Our Man in the Attic

Those of us based downstairs in the United States often neglect our upstairs neighbors in Canada who take a lot of ribbing from us for being from, well, Canada. The land of maple leaves has, however, produced some great literature, in addition to being a fertile breeding ground for comedians (think SCTV and the initial cast for Saturday Night Live).

We do not, alas, hear enough about the Canadian literary scene. Brian Busby is doing something about it.

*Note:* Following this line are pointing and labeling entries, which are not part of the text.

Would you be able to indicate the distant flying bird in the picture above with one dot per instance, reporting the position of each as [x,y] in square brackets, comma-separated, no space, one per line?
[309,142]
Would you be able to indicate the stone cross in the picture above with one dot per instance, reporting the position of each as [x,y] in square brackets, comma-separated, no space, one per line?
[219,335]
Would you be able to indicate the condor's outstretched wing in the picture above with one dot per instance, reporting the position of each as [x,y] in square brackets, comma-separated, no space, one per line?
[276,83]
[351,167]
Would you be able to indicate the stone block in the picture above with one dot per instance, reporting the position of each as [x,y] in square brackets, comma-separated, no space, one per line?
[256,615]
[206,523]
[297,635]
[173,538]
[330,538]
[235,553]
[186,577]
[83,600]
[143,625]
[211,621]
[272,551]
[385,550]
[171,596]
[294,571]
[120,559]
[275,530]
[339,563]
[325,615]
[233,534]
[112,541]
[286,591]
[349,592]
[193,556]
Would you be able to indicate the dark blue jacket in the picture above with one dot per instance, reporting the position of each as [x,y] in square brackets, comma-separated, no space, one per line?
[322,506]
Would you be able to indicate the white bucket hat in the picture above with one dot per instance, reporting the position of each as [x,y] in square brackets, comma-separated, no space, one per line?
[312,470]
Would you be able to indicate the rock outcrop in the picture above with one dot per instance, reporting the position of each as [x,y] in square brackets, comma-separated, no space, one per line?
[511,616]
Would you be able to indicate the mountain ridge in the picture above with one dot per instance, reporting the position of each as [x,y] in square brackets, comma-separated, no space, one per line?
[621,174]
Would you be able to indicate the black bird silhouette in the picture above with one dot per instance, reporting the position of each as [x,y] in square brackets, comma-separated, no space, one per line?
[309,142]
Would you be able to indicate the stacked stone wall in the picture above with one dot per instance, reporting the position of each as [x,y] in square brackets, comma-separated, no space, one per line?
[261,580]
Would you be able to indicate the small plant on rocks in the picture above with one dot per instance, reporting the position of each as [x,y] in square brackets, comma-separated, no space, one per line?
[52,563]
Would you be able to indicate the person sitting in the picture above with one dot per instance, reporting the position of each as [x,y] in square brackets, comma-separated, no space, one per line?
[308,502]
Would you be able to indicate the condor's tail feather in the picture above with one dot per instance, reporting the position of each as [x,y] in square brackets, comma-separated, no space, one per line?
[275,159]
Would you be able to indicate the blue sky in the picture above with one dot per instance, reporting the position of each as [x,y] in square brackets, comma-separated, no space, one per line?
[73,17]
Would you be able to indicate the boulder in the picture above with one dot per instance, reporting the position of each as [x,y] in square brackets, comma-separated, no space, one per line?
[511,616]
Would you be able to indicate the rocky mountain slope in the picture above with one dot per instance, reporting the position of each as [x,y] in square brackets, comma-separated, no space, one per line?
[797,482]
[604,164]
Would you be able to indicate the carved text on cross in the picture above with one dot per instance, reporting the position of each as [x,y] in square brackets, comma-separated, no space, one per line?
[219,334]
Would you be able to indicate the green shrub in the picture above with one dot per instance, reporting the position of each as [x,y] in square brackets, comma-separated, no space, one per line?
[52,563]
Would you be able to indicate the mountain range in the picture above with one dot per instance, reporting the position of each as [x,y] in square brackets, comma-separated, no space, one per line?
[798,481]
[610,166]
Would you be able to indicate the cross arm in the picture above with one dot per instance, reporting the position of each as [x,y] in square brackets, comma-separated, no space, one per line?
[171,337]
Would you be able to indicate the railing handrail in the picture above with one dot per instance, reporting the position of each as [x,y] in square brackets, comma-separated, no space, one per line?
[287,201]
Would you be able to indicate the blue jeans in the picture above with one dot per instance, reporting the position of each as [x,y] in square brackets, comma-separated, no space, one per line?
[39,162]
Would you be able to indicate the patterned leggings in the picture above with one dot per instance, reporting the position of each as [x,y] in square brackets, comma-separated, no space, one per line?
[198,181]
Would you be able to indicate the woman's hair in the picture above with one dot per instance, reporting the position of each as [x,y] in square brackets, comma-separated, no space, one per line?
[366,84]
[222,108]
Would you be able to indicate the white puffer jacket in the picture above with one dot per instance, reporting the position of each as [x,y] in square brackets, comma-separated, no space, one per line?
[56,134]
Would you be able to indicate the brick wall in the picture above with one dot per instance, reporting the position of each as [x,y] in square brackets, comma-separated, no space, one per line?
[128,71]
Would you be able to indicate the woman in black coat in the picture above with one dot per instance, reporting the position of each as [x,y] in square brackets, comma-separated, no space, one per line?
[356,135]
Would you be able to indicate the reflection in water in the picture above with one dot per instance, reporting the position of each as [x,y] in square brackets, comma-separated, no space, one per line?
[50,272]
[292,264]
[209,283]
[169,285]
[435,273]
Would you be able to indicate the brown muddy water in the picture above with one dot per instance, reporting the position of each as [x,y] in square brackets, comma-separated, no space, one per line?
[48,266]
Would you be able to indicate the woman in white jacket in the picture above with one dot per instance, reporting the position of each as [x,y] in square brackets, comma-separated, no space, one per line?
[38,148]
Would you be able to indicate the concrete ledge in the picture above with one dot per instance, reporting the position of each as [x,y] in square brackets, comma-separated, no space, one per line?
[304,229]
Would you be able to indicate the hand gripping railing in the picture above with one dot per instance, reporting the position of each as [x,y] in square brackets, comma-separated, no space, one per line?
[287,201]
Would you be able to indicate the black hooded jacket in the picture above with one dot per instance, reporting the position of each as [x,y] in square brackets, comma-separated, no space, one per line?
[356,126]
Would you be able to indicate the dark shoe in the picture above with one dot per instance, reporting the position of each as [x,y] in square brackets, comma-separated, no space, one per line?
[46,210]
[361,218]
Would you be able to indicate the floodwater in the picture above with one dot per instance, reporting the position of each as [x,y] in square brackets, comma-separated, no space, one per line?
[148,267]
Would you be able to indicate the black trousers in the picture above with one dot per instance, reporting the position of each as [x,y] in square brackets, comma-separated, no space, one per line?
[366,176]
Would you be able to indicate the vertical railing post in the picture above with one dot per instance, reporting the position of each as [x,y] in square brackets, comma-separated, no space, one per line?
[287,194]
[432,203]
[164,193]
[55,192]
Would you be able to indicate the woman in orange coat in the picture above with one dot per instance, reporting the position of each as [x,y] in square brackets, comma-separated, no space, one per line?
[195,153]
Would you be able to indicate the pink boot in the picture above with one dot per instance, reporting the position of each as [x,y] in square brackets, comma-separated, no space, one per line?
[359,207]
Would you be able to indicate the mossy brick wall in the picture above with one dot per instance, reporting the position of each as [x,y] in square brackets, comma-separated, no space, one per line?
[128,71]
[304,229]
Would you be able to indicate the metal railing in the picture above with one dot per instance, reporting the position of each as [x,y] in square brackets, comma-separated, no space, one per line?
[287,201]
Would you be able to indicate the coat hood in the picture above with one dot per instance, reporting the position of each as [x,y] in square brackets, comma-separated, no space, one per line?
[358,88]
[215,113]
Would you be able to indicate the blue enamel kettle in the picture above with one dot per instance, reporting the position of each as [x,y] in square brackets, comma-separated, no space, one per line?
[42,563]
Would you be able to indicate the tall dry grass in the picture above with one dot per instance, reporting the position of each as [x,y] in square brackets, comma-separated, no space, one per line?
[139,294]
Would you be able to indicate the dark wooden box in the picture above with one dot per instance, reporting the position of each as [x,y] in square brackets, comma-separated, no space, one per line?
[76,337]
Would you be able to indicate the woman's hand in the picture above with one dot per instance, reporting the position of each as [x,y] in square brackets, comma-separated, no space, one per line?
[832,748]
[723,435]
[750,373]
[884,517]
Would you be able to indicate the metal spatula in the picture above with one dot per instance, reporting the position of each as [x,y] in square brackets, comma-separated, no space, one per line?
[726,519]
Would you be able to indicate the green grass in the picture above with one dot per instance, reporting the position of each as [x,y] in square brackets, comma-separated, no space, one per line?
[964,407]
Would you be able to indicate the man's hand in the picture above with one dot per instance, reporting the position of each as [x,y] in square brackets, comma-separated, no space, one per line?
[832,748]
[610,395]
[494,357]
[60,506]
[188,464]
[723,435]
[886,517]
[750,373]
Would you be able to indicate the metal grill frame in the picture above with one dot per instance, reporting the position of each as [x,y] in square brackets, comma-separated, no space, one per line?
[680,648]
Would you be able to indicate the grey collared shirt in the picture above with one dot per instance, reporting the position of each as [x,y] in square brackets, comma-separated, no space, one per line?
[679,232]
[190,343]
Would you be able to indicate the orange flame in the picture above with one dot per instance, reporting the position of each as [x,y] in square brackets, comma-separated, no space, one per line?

"A writer, ghostwriter, écrivain public and bibliophile, I'm the author of Character Parts: Who's Really Who in Canadian Literature (2003), and editor of In Flanders Fields and Other Poems of the First World War (2005) and Great Canadian Speeches (2008). There are several other odds and ends, some of which I dare not speak."
"The odds and ends, some of which [Brian] dare not speak"  refer to his interest in the far and curious shores of Canadian literature. Brian's blog, The Dusty Bookcase: A Very Casual Exploration of the Dominion's Suppressed, Ignored and Forgotten, is not the place to go to find information about Robertson Davies, unless Robertson Davies has a hidden, heretofore unidentified, pseudonymously written pulp novel in his past, or - I shudder at the thought! - wrote anonymous porn. (In truth, Brian wrote a fine post regarding Davies' essay on fellow Canadian, Stephen Leacock)

Brian is also the author of a new, exhaustively researched and soon to be published biography of Canadian poet, novelist, eccentric, con man, and literary provocateur, John Glassco. This biography, to which I contributed a few tidbits of info, is a must read - Glassco is one of the most colorful characters you'll ever meet, an author incubated in high culture and weaned on the low brow, much like Busby himself (full disclosure: Brian Busby and I were separated and cast out of the asylum for warped neonates soon after transitioning from mother's milk to Kool-Aid). Glassco wrote, amongst other novels, the classic Olympia Press volume, The English Governess by Miles Underwood (1959), and Fetish Girl by Sylvia Bayer (Venus Library,1972. Venus Library evolved from Girodias's Olympia Press - New York imprint), the first edition of which the analgesic Ms. Bayer dedicates to John Glassco  !

But Glassco was also a practical joker, one who perpetrated more than one delightful literary hoax. As I promised Brian not to spill the beans until the book is released, I must keep these a secret.

It's no secret, however, that if you want to stay on top of the wonderful and often weird past and present world of Canadian literature, Brian, our man in the attic, is the go-to guy.